Frequently asked questions
Is Azure DevOps the same as GitHub?
No. Azure DevOps is a separate Microsoft product focused on enterprise CI/CD and project management. GitHub is a code hosting platform that Microsoft also owns. Both can host git repositories and both support CI/CD (Azure Pipelines and GitHub Actions respectively).

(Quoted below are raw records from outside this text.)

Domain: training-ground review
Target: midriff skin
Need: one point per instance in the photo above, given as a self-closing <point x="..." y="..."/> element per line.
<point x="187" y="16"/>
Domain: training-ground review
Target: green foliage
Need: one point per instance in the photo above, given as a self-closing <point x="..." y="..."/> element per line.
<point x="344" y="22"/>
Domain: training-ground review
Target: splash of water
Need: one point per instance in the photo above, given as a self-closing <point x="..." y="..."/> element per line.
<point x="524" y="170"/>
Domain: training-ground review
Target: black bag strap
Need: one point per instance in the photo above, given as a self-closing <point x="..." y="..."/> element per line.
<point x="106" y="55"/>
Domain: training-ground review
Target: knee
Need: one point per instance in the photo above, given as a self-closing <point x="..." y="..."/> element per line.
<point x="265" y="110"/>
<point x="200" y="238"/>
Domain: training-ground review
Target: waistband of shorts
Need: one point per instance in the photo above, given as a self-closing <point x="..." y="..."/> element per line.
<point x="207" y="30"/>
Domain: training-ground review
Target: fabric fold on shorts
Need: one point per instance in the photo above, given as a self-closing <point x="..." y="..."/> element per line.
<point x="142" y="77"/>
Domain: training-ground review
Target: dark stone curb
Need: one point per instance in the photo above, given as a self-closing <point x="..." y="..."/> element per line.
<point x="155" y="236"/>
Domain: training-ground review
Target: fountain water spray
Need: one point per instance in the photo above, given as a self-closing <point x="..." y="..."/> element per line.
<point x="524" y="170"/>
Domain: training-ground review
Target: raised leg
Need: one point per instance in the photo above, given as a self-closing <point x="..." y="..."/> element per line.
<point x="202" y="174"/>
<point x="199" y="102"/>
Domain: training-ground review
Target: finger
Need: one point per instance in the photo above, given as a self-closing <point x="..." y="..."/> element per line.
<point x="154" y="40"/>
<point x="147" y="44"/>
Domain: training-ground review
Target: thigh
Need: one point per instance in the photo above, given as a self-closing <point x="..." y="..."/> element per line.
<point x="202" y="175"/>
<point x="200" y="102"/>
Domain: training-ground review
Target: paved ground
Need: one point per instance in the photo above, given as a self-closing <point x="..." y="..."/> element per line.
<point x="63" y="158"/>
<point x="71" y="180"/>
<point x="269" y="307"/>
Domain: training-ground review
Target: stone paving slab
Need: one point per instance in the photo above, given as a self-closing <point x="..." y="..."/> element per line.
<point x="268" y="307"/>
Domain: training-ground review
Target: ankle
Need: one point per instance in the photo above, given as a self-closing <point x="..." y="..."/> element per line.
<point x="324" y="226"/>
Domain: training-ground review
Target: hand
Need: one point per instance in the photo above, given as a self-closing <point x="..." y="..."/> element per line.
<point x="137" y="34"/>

Many teams use GitHub for code hosting and Azure Pipelines for CI/CD, connecting them via a service connection.
Is Azure DevOps free?
Azure DevOps has a free tier: up to 5 users for Basic plan features, unlimited users for Stakeholder access (view and update work items only), free public pipelines, and 1,800 minutes per month of Microsoft-hosted agent time for private projects. Additional parallel jobs and minutes are paid.
Do I need to use all Azure DevOps services together?
No. Each Azure DevOps service is independent. Many teams use Azure Boards for tracking but host code on GitHub. Others use Azure Repos and Pipelines but skip Boards in favour of Jira. You can mix and match freely.